Are financial services firms doing enough to protect systems and stay resilient?

Cybersecurity is a big issue for financial services firms, and it has been outlined as a key priority for 20/21 by many of the regulators, including the Financial Conduct Authority, Prudential Regulation Authority and the European Securities and Markets Authority. According to research from Boston Consulting Group, financial services firms experience up to 300 times as many cyber-attacks per year as other industries so cyber resilience could not be more critical.

So, what should financial services firms be doing to improve their cybersecurity?

Cyber threats have dogged the financial services industry for some time – at the end of 2018, the FCA revealed cyber attacks had increased by five times from the previous year – and in the Covid-19 crisis with so many people working from home, attackers have more opportunity to exploit weakness than ever.

Put governance in place and treat cybersecurity as a compliance issue

Technology has transformed the financial services industry, automating and simplifying many routine processes, but many firms have built huge systems that they rely on with little or no insight into the associated risks and the governance needed to manage them. Cybersecurity needs to be treated as a compliance issue and handled with the same seriousness as anti-money laundering or know-your-customer processes. Firms need to clearly allocate cyber resilience responsibility to a senior manager, and engage external specialists if necessary, to pro-actively spot and mitigate cyber threats.

What are the most common cyber threats for financial services firms?

It’s crucial to understand the attacks that are most likely to happen, in order to negate them, and as cyber criminals are becoming increasingly sophisticated and the type of threat evolves, continuous monitoring is essential.

Web application attacks are one of the most common threats, especially as web apps become more accessible and rely on user input. The best way to negate this type of attack is with robust firewalls and regular auditing of databases to pick up vulnerabilities before they are exposed. Distributed denial of service (DDoS) attacks are prolific and commonly used by attackers to slow down websites and make them unobtainable to users. Recent research from insights firm, Mindsight, found that one third of network downtime, which causes business interruption and reputational damage are caused by DDoS attacks. Many of these could be avoided as there are a multitude of tools that have been developed to negate DDoS attacks but not all financial services firms are using them effectively.

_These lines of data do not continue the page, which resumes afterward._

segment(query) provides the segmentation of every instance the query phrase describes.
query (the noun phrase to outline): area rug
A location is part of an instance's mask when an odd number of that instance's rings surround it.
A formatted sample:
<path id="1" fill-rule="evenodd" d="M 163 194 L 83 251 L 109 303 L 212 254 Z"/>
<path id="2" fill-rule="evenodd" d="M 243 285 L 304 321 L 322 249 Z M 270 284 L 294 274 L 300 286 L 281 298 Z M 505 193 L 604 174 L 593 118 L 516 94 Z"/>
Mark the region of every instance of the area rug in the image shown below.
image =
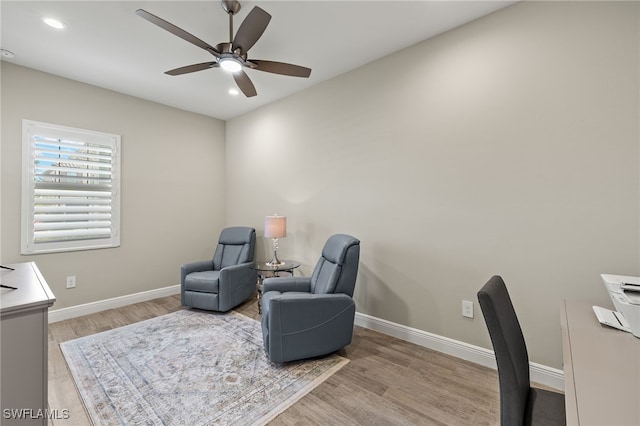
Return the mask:
<path id="1" fill-rule="evenodd" d="M 60 344 L 95 425 L 266 424 L 344 366 L 269 361 L 260 323 L 181 310 Z"/>

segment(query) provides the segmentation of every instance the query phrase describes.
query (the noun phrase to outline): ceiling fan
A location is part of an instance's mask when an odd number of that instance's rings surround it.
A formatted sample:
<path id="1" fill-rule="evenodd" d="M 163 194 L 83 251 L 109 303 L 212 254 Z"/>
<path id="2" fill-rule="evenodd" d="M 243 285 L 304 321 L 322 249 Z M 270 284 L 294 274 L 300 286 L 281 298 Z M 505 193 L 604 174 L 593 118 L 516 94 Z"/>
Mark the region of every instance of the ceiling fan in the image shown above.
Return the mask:
<path id="1" fill-rule="evenodd" d="M 267 28 L 267 25 L 269 25 L 269 21 L 271 20 L 271 15 L 258 6 L 255 6 L 249 12 L 242 24 L 240 24 L 238 32 L 235 37 L 233 37 L 233 15 L 240 11 L 240 2 L 236 0 L 222 0 L 222 8 L 229 15 L 229 42 L 219 43 L 215 47 L 144 9 L 136 10 L 136 14 L 138 16 L 164 30 L 169 31 L 181 39 L 206 50 L 215 57 L 214 61 L 187 65 L 185 67 L 166 71 L 165 74 L 181 75 L 209 68 L 222 68 L 232 73 L 236 84 L 247 97 L 255 96 L 257 92 L 255 86 L 251 82 L 251 79 L 247 73 L 244 72 L 243 68 L 293 77 L 307 78 L 311 75 L 310 68 L 301 67 L 299 65 L 265 61 L 261 59 L 249 59 L 247 56 L 249 49 L 251 49 L 251 47 L 262 36 L 262 33 L 264 33 L 264 30 Z"/>

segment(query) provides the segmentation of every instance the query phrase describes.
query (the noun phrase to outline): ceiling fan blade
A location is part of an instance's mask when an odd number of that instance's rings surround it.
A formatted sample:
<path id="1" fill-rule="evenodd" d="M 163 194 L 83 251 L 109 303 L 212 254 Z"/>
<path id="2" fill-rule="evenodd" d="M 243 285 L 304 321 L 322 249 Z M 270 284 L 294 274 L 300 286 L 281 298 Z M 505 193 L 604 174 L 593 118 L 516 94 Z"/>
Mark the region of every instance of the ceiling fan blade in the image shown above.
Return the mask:
<path id="1" fill-rule="evenodd" d="M 247 53 L 267 29 L 270 20 L 271 15 L 258 6 L 251 9 L 233 38 L 232 50 L 240 48 L 242 53 Z"/>
<path id="2" fill-rule="evenodd" d="M 164 30 L 169 31 L 171 34 L 176 35 L 181 39 L 200 47 L 201 49 L 204 49 L 210 52 L 216 58 L 220 57 L 220 52 L 218 52 L 218 50 L 216 50 L 215 47 L 211 46 L 209 43 L 205 41 L 200 40 L 198 37 L 194 36 L 193 34 L 186 32 L 182 28 L 176 27 L 171 22 L 165 21 L 164 19 L 159 18 L 156 15 L 149 13 L 144 9 L 136 10 L 136 15 L 146 19 L 147 21 L 159 26 Z"/>
<path id="3" fill-rule="evenodd" d="M 311 68 L 301 67 L 300 65 L 285 64 L 284 62 L 263 61 L 260 59 L 250 59 L 249 61 L 256 65 L 253 69 L 259 71 L 304 78 L 311 75 Z"/>
<path id="4" fill-rule="evenodd" d="M 242 90 L 242 93 L 244 93 L 244 95 L 247 98 L 250 98 L 258 94 L 258 92 L 256 92 L 255 86 L 251 82 L 251 79 L 249 78 L 246 72 L 242 70 L 238 72 L 234 72 L 233 79 L 236 81 L 236 84 L 238 85 L 240 90 Z"/>
<path id="5" fill-rule="evenodd" d="M 193 65 L 187 65 L 186 67 L 180 67 L 180 68 L 176 68 L 173 70 L 169 70 L 169 71 L 165 71 L 165 74 L 169 74 L 169 75 L 182 75 L 182 74 L 188 74 L 190 72 L 196 72 L 196 71 L 202 71 L 202 70 L 206 70 L 209 68 L 217 68 L 220 65 L 218 65 L 217 62 L 203 62 L 201 64 L 193 64 Z"/>

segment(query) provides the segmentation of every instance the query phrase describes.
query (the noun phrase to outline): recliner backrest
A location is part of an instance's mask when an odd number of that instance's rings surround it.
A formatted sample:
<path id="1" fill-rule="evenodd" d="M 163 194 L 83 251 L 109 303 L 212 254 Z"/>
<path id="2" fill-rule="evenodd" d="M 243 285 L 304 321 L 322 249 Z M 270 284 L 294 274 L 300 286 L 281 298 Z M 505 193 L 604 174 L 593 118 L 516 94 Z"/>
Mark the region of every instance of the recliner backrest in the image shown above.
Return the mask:
<path id="1" fill-rule="evenodd" d="M 256 248 L 256 230 L 246 226 L 224 228 L 213 254 L 213 269 L 253 262 Z"/>
<path id="2" fill-rule="evenodd" d="M 500 424 L 523 425 L 531 384 L 529 356 L 518 317 L 501 277 L 478 292 L 478 302 L 493 344 L 500 382 Z"/>
<path id="3" fill-rule="evenodd" d="M 311 293 L 353 297 L 360 261 L 360 241 L 350 235 L 329 237 L 311 275 Z"/>

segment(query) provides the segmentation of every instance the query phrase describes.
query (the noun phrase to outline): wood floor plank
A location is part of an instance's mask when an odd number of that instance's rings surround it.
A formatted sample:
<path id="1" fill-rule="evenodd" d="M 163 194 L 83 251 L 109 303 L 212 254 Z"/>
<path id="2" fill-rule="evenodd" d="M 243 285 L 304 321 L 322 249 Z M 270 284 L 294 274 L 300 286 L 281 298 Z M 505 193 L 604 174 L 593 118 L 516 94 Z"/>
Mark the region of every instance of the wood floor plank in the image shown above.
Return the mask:
<path id="1" fill-rule="evenodd" d="M 61 342 L 183 309 L 168 296 L 49 325 L 49 403 L 69 410 L 58 426 L 90 425 Z M 256 298 L 235 309 L 260 320 Z M 494 370 L 372 330 L 355 327 L 351 345 L 339 351 L 349 364 L 301 398 L 270 424 L 297 425 L 497 425 L 498 379 Z"/>

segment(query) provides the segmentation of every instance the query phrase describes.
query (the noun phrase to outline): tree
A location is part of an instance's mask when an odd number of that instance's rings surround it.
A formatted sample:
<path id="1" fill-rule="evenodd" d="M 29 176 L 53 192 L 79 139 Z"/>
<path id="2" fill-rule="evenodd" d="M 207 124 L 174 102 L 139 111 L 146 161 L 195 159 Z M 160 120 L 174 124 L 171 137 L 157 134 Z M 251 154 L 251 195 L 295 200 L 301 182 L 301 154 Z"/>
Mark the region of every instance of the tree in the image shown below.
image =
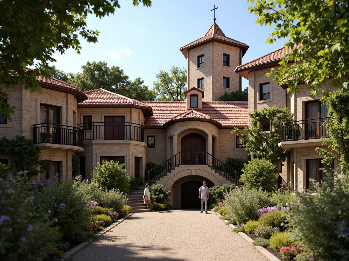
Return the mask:
<path id="1" fill-rule="evenodd" d="M 349 91 L 349 1 L 348 0 L 248 0 L 258 16 L 256 23 L 275 30 L 266 40 L 289 38 L 284 45 L 292 52 L 269 77 L 287 83 L 288 91 L 299 92 L 298 84 L 310 84 L 312 97 L 329 77 L 333 85 Z M 289 61 L 295 61 L 287 66 Z M 301 61 L 301 62 L 300 61 Z M 294 77 L 291 77 L 294 76 Z"/>
<path id="2" fill-rule="evenodd" d="M 132 2 L 151 3 L 150 0 Z M 49 64 L 55 61 L 54 53 L 72 48 L 80 53 L 79 36 L 89 43 L 97 41 L 99 32 L 88 29 L 88 15 L 101 18 L 120 7 L 118 0 L 0 1 L 0 83 L 7 88 L 24 84 L 26 90 L 42 92 L 36 76 L 51 77 Z M 11 121 L 16 108 L 4 102 L 7 98 L 6 91 L 0 90 L 0 111 Z"/>
<path id="3" fill-rule="evenodd" d="M 159 101 L 179 102 L 184 100 L 187 90 L 187 69 L 172 66 L 169 73 L 160 71 L 155 75 L 153 89 L 158 94 Z"/>
<path id="4" fill-rule="evenodd" d="M 237 90 L 229 93 L 225 91 L 224 94 L 219 97 L 219 100 L 222 101 L 248 100 L 248 89 L 245 88 L 243 91 Z"/>
<path id="5" fill-rule="evenodd" d="M 273 106 L 263 108 L 260 111 L 255 110 L 249 114 L 251 120 L 250 128 L 245 130 L 248 137 L 236 127 L 231 131 L 241 138 L 245 150 L 249 152 L 252 158 L 264 158 L 276 164 L 286 159 L 287 152 L 279 146 L 281 141 L 281 124 L 292 120 L 287 108 L 280 109 Z"/>
<path id="6" fill-rule="evenodd" d="M 317 152 L 324 155 L 322 163 L 331 166 L 335 159 L 338 161 L 343 174 L 349 175 L 349 95 L 339 90 L 329 93 L 329 97 L 323 99 L 328 109 L 329 119 L 325 125 L 329 138 L 322 139 L 322 143 L 329 151 L 319 148 Z M 335 157 L 332 153 L 338 155 Z"/>

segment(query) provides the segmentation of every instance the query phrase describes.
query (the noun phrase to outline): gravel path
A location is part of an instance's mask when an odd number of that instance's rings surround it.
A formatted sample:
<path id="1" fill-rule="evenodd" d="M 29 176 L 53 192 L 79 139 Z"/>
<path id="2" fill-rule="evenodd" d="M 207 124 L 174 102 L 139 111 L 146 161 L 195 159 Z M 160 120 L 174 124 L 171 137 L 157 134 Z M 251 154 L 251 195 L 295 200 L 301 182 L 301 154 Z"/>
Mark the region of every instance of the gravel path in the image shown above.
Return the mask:
<path id="1" fill-rule="evenodd" d="M 267 261 L 217 215 L 209 213 L 187 210 L 135 213 L 72 259 Z"/>

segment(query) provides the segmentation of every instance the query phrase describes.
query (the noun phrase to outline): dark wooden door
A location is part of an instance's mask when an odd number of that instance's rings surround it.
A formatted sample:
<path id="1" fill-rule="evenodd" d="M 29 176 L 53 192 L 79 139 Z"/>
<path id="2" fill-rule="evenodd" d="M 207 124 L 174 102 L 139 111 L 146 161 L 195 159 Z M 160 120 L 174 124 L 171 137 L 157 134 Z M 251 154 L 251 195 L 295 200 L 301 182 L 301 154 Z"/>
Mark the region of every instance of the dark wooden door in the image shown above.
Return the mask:
<path id="1" fill-rule="evenodd" d="M 134 177 L 139 178 L 139 162 L 140 158 L 134 157 Z"/>
<path id="2" fill-rule="evenodd" d="M 190 133 L 181 141 L 182 164 L 206 163 L 206 139 L 197 133 Z"/>
<path id="3" fill-rule="evenodd" d="M 104 116 L 104 140 L 124 140 L 125 122 L 123 116 Z"/>

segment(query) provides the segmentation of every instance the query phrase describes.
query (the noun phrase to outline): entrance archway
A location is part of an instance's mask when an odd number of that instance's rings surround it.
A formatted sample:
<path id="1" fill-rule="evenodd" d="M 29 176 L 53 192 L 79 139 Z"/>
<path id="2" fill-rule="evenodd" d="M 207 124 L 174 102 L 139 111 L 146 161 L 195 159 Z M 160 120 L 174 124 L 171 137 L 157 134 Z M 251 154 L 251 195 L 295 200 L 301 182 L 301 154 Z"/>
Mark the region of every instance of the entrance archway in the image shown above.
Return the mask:
<path id="1" fill-rule="evenodd" d="M 182 164 L 205 164 L 206 139 L 198 133 L 189 133 L 181 140 Z"/>

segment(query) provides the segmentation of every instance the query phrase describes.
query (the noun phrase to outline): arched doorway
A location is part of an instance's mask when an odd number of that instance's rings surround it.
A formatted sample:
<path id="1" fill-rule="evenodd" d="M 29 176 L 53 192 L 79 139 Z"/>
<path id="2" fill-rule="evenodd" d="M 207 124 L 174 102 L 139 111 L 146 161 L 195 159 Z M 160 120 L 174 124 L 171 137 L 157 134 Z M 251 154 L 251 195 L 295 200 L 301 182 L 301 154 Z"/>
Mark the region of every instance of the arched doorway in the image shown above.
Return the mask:
<path id="1" fill-rule="evenodd" d="M 198 133 L 189 133 L 181 140 L 182 164 L 205 164 L 206 139 Z"/>
<path id="2" fill-rule="evenodd" d="M 209 189 L 214 186 L 210 181 L 206 180 L 206 185 Z M 202 186 L 202 181 L 190 180 L 180 185 L 180 207 L 181 208 L 200 209 L 200 200 L 199 199 L 199 189 Z M 207 201 L 209 206 L 214 202 L 213 199 L 209 196 Z M 205 204 L 205 203 L 204 203 Z M 208 206 L 207 208 L 208 208 Z"/>

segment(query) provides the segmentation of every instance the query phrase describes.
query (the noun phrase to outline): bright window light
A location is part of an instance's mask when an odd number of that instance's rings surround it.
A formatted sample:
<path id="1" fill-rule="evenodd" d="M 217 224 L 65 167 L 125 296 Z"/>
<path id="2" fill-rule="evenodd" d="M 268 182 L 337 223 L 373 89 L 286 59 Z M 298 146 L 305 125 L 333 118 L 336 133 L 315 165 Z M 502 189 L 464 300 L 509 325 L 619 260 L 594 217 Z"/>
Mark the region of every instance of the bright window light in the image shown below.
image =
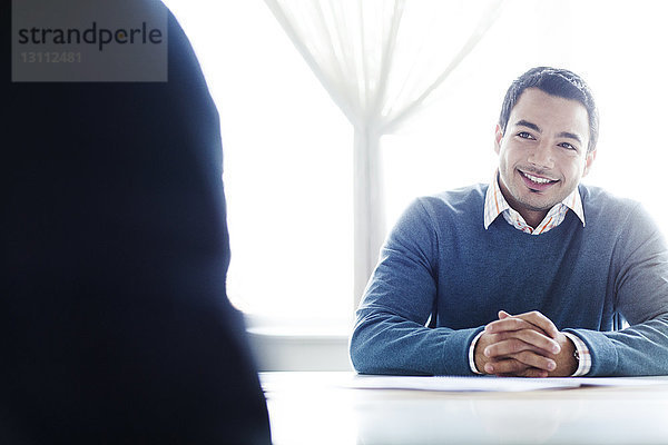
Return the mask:
<path id="1" fill-rule="evenodd" d="M 170 0 L 218 106 L 243 310 L 292 319 L 353 314 L 353 129 L 263 1 Z M 509 0 L 431 98 L 382 139 L 387 227 L 416 196 L 487 182 L 505 89 L 534 66 L 568 68 L 601 115 L 590 185 L 641 200 L 664 229 L 668 41 L 660 0 Z"/>

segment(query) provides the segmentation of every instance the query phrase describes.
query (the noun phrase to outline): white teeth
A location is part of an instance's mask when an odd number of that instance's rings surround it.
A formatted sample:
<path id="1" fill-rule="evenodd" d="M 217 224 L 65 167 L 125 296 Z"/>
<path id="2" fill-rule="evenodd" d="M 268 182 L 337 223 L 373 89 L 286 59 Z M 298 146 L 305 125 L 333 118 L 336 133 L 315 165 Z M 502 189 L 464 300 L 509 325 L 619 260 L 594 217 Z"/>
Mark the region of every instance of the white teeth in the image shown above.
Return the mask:
<path id="1" fill-rule="evenodd" d="M 531 179 L 533 182 L 538 182 L 538 184 L 548 184 L 548 182 L 552 182 L 550 179 L 544 179 L 544 178 L 539 178 L 537 176 L 532 176 L 529 174 L 524 174 L 524 176 L 529 179 Z"/>

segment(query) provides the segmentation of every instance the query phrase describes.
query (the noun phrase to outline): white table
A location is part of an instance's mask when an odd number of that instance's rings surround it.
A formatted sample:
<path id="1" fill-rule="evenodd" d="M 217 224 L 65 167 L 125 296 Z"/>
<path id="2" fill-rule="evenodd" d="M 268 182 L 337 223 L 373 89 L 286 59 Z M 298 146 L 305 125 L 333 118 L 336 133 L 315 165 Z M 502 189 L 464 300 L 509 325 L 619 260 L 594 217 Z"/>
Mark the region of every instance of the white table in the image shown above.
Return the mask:
<path id="1" fill-rule="evenodd" d="M 668 377 L 519 393 L 358 389 L 353 378 L 261 373 L 274 444 L 668 444 Z"/>

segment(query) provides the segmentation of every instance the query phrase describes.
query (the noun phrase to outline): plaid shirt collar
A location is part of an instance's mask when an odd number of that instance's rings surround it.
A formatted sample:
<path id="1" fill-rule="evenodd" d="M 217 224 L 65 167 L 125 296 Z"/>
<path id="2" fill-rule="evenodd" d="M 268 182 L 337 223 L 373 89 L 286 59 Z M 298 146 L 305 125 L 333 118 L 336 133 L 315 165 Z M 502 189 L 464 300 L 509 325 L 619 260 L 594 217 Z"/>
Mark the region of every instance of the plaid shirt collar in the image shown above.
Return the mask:
<path id="1" fill-rule="evenodd" d="M 522 230 L 525 234 L 540 235 L 544 234 L 554 227 L 563 222 L 568 210 L 572 210 L 584 227 L 584 210 L 582 209 L 582 199 L 580 192 L 576 188 L 569 196 L 566 197 L 561 202 L 556 205 L 548 211 L 544 219 L 534 228 L 529 226 L 524 218 L 505 200 L 499 187 L 499 171 L 494 174 L 494 178 L 490 182 L 490 187 L 484 197 L 484 229 L 487 230 L 490 225 L 499 217 L 503 215 L 503 218 L 515 229 Z"/>

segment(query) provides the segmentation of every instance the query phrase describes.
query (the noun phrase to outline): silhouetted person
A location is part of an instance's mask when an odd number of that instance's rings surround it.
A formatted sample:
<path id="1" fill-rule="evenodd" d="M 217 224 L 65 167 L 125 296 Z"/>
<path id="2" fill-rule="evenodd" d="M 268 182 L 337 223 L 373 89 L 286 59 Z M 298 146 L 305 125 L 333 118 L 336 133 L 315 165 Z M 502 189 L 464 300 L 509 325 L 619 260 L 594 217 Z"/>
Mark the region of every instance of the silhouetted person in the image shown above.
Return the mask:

 Data theft and breaches are one of the other most common problems in the sector, and they can be staggeringly expensive – IBM recently calculated that the average cost of a data breach amounts to $3.92 million. Protecting data has become particularly critical since PDS2 came into effect – the directive that forces banks to release information in a secure, standardised form. The best way to mitigate data theft is by tightening up authentication processes and, in particular, using two factor authentication wherever possible.

Insider threats and human error

According to IBM, 60 per cent of cyberattacks actually come from inside a company and the financial services sector is one of the top three industries at risk of insider attacks. Many of these attacks are intentional so maintaining strong cyber security controls, especially during remote working periods, is paramount. Along with intentional attacks like this, around a quarter of internal breaches are caused by human error such as using weak log in and password credentials or failing to recognise phishing scams. It’s crucial to make sure good cybersecurity principles, such as strong passwords and protecting credentials are filtered down through every area of a firm.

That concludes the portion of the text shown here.